Konsumenten, die in dieser Umklammerung durch Arbeits- und Warenlieferanten fidel ihrem Freiheits wahn huldigen, sind tatsächlich Papiertiger des Widerstands. Sie können jederzeit zum marktgerechten Wohlverhalten gezwungen werden. Die Drohung des sozialen Abstiegs ist ungemein wirksam. Tatsächlich lassen die Herren der Erde die Wellen des Verbraucherprotests sich in aller Gelassenheit totlaufen.
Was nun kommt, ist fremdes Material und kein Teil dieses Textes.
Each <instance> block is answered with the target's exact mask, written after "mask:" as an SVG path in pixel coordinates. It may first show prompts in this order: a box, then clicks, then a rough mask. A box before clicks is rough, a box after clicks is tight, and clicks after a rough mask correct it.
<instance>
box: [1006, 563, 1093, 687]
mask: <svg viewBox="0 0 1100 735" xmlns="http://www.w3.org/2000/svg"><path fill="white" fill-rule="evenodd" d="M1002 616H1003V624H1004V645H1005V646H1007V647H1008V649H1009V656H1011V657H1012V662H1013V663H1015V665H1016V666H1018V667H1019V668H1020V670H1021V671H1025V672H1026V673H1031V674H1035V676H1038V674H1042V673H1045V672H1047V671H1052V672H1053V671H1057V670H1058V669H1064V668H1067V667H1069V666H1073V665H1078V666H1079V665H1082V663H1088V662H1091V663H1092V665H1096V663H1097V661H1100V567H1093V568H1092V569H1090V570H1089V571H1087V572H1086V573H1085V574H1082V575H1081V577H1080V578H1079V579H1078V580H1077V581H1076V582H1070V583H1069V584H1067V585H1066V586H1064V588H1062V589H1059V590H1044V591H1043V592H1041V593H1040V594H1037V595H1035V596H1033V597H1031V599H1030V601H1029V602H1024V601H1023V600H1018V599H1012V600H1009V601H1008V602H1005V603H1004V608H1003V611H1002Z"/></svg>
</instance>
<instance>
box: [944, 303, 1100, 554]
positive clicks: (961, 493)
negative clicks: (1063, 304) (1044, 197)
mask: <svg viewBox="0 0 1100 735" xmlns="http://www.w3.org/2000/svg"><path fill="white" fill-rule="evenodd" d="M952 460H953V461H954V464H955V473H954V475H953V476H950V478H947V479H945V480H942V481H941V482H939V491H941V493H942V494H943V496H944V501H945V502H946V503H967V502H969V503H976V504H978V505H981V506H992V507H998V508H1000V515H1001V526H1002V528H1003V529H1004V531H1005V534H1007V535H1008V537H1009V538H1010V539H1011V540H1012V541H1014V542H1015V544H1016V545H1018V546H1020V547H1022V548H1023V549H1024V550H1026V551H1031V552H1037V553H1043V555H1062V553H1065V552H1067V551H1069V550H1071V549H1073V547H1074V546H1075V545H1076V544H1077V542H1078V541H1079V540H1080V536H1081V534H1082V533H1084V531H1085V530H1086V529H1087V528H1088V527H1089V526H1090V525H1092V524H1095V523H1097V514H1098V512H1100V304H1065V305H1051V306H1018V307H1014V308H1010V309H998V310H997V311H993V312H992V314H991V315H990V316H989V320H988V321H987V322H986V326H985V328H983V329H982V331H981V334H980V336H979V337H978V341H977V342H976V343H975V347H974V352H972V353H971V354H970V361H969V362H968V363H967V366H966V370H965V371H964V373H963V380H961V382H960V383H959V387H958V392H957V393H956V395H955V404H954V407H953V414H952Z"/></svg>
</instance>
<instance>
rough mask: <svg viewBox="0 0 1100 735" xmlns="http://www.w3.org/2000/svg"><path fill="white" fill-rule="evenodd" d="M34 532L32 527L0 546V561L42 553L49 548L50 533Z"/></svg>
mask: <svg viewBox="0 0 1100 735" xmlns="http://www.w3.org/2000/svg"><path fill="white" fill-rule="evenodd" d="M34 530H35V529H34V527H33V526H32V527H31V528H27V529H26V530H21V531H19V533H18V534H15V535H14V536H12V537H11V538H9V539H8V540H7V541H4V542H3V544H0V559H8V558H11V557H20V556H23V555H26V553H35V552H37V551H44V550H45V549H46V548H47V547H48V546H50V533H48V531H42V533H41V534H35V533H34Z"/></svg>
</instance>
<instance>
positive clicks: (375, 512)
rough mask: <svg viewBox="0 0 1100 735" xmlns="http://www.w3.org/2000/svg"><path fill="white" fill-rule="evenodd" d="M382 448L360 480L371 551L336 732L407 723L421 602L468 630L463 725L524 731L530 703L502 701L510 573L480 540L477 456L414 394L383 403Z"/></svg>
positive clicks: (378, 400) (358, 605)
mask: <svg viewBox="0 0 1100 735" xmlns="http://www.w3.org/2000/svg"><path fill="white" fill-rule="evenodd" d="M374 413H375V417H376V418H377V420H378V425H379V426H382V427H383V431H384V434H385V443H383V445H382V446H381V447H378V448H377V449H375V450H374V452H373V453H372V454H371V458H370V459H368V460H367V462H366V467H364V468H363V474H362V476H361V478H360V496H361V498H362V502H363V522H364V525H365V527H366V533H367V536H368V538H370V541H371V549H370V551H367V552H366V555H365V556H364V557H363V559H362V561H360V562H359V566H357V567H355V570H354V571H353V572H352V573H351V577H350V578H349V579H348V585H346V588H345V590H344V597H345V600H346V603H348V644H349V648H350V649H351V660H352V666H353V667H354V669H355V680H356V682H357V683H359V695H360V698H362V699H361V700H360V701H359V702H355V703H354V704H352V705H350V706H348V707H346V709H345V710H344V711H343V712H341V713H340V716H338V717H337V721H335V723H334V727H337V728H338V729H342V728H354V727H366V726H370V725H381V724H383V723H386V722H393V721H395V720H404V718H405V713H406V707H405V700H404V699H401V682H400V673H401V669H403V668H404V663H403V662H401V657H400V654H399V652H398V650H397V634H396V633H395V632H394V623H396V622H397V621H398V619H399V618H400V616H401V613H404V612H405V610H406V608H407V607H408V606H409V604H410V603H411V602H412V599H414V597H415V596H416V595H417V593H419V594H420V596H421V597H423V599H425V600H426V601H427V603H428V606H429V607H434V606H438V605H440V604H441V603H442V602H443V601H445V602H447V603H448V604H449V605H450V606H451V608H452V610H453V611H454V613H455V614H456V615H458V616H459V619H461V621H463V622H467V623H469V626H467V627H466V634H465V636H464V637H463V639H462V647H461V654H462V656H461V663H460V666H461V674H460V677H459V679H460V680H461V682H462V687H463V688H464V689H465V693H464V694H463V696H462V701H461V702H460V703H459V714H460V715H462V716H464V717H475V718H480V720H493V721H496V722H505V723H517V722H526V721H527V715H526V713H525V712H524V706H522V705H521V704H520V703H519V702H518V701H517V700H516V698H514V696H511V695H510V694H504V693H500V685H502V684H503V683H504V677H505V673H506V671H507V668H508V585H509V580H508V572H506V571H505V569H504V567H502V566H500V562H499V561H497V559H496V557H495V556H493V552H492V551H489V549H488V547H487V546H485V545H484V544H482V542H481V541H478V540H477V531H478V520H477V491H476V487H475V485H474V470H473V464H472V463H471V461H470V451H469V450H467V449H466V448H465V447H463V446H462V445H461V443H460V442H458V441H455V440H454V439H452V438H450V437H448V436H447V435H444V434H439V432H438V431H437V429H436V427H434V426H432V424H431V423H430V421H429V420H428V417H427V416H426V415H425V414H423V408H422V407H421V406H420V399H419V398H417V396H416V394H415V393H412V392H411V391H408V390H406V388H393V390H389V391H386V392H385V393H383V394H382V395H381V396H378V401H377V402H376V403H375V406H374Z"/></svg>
Und tatsächlich ist die Vergesslichkeit der Verbraucher genauso chronisch wie die des Wahlvolks. Der Rindfleisch konsum ist längst wieder auf dem alten Stand, obwohl doch viele die Einschränkung nicht mit der medienstimulierten Furcht vor BSE, sondern mit Ekel begründet hatten. Ekel sollte man für eine tiefsitzende Aversion halten, aber auch das ist ein Irrtum. Die großen Gefühle von der Trauer über die Liebe, die Sehnsucht und den Ekel, sind längst vermarktet. Damit hängt ein letztes zusammen, was die Sozialen Bewegungen ungemein schwächt. Sie haben sich seit den frühen Tagen der Ökologie- und Friedensbewegung nötigen lassen und sich auch genötigt gefühlt, sich von dem klaren und unmissverständlichen »Nein« abzuwenden und sind statt dessen »konstruktiv« geworden, übergelaufen zu den sogenannten lösungsorientierten Ansätzen. Das starke, schöne, selbstbewusste »Nein Danke« der Anti-Atom-Bewegung und das klare »Nein ohne jedes Ja zu Massenvernichtungswaffen« der Friedensbewegung ist dem Tüfteln an Problemlösungen gewichen. Eleganter konnten Protestbewegungen nicht auf die Seite der Macher gezogen werden. Auf beiden Seiten haben jetzt die Techniker und die Manager das Wort. Der Planet ist engültig zum Management-Objekt (W. Sachs) geworden. Seine Zerstörung und seine Rettung beflügeln gleichermaßen Markt und Profit. Ist das nun ein Totengesang auf die Sozialen Bewegungen? Nein! Aber ein Totengesang auf sie, sofern sie die Dilemmata, in denen sie sind, verleugnen. Soziale Bewegungen bleiben wohl trotz alledem die einzige politische Hoffnung, auf die wir setzen können.